Parte ricorrente continua a proporre una diversa valutazione delle risultanze istruttorie, rispetto a quella fornita dalla corte di merito, senza evidenziare alcuna omissione o illogicità del ragionamento in base al quale i giudici di appello sono pervenuti, sulla scorta di una complessiva valutazione di una serie di elementi convergenti ad escludere,nel silenzio dei titoli, la natura comune degli immobili in questione, non assolvendo gli stessi in concreto ad una prevalente funzione di copertura delle sottostanti ali dell'edificio, bensì a quella di unità abitative autonome.
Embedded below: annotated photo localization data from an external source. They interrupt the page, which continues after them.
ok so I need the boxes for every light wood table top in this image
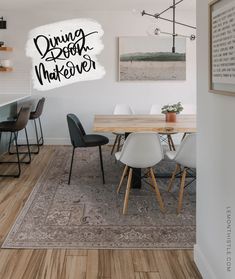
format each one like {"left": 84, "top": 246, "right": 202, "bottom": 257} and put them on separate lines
{"left": 93, "top": 114, "right": 196, "bottom": 133}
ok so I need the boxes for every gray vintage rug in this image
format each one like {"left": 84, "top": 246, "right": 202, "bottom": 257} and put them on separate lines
{"left": 2, "top": 146, "right": 196, "bottom": 249}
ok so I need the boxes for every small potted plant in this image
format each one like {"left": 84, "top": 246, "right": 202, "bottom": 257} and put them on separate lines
{"left": 161, "top": 102, "right": 184, "bottom": 122}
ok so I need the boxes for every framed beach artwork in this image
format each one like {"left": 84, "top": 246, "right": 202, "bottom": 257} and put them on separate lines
{"left": 118, "top": 36, "right": 186, "bottom": 81}
{"left": 209, "top": 0, "right": 235, "bottom": 96}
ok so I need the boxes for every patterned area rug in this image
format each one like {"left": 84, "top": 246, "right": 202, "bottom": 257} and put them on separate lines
{"left": 2, "top": 146, "right": 196, "bottom": 249}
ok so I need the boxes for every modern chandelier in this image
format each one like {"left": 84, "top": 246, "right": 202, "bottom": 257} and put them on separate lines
{"left": 141, "top": 0, "right": 196, "bottom": 53}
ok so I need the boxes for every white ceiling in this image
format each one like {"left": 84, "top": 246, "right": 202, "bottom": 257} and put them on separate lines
{"left": 0, "top": 0, "right": 196, "bottom": 11}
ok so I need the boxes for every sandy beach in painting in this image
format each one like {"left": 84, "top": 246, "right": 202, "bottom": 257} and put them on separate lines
{"left": 120, "top": 61, "right": 186, "bottom": 81}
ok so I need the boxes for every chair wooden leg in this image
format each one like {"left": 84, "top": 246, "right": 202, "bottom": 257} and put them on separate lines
{"left": 117, "top": 165, "right": 129, "bottom": 194}
{"left": 123, "top": 168, "right": 133, "bottom": 215}
{"left": 111, "top": 135, "right": 118, "bottom": 155}
{"left": 167, "top": 164, "right": 180, "bottom": 192}
{"left": 149, "top": 168, "right": 165, "bottom": 212}
{"left": 177, "top": 168, "right": 187, "bottom": 214}
{"left": 147, "top": 169, "right": 155, "bottom": 190}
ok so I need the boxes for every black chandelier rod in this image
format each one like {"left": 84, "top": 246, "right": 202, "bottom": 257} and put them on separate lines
{"left": 157, "top": 0, "right": 184, "bottom": 17}
{"left": 172, "top": 0, "right": 176, "bottom": 53}
{"left": 142, "top": 11, "right": 196, "bottom": 30}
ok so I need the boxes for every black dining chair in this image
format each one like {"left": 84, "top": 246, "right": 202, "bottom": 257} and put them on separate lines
{"left": 66, "top": 114, "right": 109, "bottom": 185}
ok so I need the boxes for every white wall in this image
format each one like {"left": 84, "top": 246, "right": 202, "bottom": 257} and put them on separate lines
{"left": 0, "top": 6, "right": 196, "bottom": 143}
{"left": 195, "top": 0, "right": 235, "bottom": 278}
Tale valutazione risulta basata sull'apprezzamento di una situazione di fatto che, correttamente prescindendo dalle previsioni del progetto originario di costruzione (rilevanti soltanto sul piano amministrativo della regolarità urbanistico - edilizia dell'intervento), ha tenuto conto, nel silenzio dei titoli, della concreta prevalenza, rispetto alla funzione di copertura dello stabile condominiale, della concreta destinazione,conferita dall'originario proprietario costruttore, dei volumi in questione ad unità abitative autonomamente fruibili, ancorchè ubicate sulla sommità dell'edificio e sottostanti al tetto comune.

L'accertamento, che si pone in linea con la giurisprudenza di questa Corte, secondo cui siffatte valutazioni, in assenza di specifiche risultanze dei titoli, vanno compiute sulla base del concreto assetto dei beni in questione,segnatamente della relazione materiale esistente tra la cosa, che si assume principale, e quella che si assume accessoria (v., in particolare, sent. nn. 4976/12, 24174/04), risulta adeguatamente motivato, sottraendosi pertanto a censure di legittimità.

Il ricorso va conclusivamente respinto.

Nulla sulle spese, non avendo l'intimato svolto attività difensiva.

P.Q.M.

La Corte rigetta il ricorso.

Così deciso in Roma, il 12 aprile 2013.